The Future of Academic Publishing

Trends shaping how research will be published, reviewed, and accessed over the next decade

Several trends are reshaping academic publishing: open-access becoming standard, preprints integrating with formal publication, AI changing authorship and review, registered reports gaining traction, and indexing infrastructure consolidating. None will replace peer-reviewed publication; all change how it operates.

Frequently Asked Questions

Will subscription journals disappear?

Not in most fields, at least in the medium term. Subscription remains common in established disciplines; transformative agreements often layer on top of subscription rather than replacing it.

Should I use AI tools for writing?

If permitted by the target journal and disclosed appropriately, AI tools can help with language polish and idea organisation.

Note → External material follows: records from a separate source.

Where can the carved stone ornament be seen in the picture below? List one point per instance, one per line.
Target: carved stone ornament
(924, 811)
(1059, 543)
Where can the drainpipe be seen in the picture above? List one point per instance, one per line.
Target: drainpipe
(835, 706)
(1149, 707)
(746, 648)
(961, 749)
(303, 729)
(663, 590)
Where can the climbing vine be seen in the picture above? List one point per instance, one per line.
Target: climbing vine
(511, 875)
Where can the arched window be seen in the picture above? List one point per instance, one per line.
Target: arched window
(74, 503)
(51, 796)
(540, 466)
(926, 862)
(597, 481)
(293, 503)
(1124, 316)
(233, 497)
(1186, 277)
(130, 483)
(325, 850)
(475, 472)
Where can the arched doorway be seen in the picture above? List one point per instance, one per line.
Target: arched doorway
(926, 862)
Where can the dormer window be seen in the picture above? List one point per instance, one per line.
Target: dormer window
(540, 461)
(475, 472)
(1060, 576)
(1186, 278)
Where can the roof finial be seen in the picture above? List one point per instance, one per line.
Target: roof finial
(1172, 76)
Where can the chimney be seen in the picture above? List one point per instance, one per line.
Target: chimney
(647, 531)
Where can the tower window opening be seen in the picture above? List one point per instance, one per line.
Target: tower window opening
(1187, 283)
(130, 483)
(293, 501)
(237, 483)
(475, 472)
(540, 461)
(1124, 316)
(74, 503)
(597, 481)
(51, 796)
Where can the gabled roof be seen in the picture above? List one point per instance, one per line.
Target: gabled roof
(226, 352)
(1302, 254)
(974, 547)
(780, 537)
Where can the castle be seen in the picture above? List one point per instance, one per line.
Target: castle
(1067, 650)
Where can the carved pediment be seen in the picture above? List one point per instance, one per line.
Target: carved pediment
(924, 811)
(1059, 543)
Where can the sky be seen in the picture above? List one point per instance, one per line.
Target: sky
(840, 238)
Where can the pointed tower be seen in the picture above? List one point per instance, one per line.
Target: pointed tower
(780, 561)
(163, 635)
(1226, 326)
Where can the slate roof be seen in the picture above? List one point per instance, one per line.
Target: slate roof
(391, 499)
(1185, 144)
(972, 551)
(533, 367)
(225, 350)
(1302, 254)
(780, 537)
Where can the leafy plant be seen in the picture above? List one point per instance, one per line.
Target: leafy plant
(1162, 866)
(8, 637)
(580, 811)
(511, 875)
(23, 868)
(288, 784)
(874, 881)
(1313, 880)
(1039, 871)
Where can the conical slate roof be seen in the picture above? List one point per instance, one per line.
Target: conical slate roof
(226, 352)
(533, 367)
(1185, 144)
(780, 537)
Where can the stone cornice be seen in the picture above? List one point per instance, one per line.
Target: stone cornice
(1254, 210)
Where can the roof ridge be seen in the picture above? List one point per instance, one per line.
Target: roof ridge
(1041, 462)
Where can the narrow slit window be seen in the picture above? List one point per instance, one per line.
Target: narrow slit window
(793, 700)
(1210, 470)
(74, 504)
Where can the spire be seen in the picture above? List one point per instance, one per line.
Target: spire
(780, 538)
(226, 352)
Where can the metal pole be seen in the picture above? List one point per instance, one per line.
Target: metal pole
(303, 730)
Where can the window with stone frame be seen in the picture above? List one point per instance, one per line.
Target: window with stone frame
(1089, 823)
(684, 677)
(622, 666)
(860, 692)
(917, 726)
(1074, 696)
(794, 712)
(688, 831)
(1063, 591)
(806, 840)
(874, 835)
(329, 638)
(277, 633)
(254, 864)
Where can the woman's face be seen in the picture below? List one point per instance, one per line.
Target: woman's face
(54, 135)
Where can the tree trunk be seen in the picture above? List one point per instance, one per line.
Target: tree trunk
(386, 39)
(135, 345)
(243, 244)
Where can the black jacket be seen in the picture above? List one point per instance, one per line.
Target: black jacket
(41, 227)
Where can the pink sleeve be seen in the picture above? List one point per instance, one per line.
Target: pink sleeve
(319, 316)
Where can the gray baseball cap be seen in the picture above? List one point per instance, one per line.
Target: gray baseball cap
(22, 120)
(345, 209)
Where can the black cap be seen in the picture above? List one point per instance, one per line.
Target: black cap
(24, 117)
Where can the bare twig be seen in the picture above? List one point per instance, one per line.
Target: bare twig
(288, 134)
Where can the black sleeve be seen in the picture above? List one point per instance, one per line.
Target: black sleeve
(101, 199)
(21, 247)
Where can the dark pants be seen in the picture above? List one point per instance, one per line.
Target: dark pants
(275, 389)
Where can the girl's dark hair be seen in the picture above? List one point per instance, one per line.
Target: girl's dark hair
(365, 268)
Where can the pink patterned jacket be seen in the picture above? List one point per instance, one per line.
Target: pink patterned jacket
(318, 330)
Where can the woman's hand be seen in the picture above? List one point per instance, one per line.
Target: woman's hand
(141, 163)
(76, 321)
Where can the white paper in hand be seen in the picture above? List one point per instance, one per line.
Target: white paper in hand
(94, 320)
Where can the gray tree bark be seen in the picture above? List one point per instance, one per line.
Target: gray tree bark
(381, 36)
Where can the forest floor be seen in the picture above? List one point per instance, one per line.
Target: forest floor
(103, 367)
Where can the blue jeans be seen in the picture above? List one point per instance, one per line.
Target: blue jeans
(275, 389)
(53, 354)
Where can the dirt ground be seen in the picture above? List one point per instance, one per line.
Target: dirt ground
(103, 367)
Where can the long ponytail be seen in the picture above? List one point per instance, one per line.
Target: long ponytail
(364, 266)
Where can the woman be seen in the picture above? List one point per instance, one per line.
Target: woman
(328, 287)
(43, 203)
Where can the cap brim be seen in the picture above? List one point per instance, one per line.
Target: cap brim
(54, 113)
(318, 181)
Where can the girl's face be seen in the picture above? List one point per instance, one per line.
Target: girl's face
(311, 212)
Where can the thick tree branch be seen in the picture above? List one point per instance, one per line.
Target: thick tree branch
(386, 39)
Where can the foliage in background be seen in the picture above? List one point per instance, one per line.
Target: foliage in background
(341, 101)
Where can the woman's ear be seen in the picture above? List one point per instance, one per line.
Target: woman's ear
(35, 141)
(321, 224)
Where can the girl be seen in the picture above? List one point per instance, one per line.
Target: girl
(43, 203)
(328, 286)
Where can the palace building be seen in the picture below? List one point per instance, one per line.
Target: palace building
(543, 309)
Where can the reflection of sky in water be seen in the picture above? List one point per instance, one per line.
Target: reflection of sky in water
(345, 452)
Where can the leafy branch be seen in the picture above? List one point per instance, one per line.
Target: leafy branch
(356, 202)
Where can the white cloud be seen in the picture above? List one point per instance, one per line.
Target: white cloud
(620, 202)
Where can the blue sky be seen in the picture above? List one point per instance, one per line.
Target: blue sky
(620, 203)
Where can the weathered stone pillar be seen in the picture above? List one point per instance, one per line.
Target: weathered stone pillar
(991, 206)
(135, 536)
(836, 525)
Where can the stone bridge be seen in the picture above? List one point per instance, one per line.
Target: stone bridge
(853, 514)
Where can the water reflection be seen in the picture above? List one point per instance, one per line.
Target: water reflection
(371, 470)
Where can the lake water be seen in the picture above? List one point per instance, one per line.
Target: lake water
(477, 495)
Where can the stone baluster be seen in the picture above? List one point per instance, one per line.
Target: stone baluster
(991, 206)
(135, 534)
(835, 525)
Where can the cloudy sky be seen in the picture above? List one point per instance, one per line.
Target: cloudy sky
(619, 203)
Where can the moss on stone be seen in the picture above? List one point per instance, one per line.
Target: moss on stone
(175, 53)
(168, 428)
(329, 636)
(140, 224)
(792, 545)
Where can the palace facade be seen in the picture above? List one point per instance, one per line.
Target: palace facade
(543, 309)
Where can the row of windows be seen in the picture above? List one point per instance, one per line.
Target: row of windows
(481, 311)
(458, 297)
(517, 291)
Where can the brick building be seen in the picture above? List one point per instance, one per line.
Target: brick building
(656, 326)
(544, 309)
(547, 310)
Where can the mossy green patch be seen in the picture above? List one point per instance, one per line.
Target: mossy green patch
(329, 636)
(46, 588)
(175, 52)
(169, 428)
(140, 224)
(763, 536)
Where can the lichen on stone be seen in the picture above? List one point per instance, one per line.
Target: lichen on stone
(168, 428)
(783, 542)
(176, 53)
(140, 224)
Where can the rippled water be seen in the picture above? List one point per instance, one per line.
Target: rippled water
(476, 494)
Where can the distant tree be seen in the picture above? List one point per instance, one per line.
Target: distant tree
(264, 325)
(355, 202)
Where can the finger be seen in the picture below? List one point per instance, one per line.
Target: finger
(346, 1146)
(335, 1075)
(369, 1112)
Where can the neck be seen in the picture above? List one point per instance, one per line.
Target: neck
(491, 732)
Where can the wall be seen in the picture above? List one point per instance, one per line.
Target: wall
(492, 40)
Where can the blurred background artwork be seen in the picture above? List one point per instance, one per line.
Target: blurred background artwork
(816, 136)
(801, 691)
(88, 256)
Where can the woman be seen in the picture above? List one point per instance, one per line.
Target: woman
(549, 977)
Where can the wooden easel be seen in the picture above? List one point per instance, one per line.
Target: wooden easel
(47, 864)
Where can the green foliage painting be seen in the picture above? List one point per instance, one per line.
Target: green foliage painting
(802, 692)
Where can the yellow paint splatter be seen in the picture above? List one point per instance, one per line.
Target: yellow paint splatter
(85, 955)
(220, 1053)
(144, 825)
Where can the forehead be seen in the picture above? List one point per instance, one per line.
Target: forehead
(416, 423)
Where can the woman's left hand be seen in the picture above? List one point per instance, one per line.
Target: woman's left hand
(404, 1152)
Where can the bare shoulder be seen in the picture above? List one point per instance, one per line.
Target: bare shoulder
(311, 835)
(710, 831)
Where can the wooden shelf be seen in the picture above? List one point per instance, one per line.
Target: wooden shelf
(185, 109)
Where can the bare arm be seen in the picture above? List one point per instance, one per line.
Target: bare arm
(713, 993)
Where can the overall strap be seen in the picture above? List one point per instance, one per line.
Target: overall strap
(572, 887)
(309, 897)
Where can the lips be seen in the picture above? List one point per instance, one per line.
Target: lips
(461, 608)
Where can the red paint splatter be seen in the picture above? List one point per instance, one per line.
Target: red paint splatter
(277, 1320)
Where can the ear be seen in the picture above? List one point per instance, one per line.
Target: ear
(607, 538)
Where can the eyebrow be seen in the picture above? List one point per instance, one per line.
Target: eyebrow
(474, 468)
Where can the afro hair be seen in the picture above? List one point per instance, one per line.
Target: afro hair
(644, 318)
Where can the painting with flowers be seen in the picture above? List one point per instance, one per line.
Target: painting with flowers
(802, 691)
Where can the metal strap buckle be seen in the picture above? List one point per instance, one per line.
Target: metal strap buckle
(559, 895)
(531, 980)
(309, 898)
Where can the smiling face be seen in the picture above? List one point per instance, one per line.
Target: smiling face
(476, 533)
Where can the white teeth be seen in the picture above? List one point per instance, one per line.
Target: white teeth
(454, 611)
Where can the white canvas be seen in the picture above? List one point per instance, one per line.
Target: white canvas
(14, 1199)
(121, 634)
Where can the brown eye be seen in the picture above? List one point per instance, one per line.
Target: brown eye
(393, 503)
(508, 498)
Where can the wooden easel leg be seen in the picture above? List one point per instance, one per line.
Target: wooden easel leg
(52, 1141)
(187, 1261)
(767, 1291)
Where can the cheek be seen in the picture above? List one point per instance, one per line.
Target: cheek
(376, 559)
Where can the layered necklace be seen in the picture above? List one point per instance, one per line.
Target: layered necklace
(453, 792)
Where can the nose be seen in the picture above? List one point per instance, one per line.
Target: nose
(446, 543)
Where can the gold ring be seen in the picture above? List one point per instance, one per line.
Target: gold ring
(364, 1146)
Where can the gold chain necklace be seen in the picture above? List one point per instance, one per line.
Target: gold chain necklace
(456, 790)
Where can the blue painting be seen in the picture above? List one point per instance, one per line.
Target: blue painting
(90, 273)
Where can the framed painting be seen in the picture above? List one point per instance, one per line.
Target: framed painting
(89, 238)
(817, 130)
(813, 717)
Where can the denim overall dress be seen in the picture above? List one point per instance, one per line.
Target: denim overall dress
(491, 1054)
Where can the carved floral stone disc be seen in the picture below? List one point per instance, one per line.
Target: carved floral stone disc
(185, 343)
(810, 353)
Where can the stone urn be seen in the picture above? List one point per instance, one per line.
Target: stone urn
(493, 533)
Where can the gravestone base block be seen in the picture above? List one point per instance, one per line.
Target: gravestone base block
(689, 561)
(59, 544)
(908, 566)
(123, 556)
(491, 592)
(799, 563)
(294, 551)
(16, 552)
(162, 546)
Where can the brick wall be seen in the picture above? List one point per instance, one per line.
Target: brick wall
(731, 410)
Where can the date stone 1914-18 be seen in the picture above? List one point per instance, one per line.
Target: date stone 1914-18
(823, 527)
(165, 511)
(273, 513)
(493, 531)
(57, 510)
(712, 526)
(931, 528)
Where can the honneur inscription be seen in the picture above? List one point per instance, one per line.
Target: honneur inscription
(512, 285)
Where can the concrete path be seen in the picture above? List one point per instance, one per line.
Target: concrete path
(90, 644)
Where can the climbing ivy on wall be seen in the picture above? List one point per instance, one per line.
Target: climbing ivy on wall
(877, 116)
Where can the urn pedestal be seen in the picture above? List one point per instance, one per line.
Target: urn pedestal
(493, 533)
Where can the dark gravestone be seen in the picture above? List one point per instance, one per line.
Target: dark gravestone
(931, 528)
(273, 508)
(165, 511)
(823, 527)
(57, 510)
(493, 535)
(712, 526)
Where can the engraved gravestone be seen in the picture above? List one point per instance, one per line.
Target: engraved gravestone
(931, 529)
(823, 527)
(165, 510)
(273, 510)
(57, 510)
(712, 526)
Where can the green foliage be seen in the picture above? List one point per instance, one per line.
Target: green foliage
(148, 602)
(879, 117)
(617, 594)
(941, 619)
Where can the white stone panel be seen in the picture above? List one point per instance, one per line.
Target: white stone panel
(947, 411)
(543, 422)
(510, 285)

Substantive writing should remain the author's. Disclosure is now standard at major publishers.

Are registered reports common?

Growing but still a minority of articles. Most established journals do not offer registered-report submission; some psychology and medicine journals do. The format addresses real reproducibility concerns and is likely to spread.

Will preprints become primary?

Probably not. Preprints provide speed; journal publication provides curation and the formal record. Both will likely coexist, with preprints becoming a normal step in the publication pipeline rather than an alternative to it.

How do transformative agreements affect me?

If your institution has one, it likely covers APCs at participating journals for you. The library is the right starting point. The coverage is uneven across publishers and journals; check before submitting.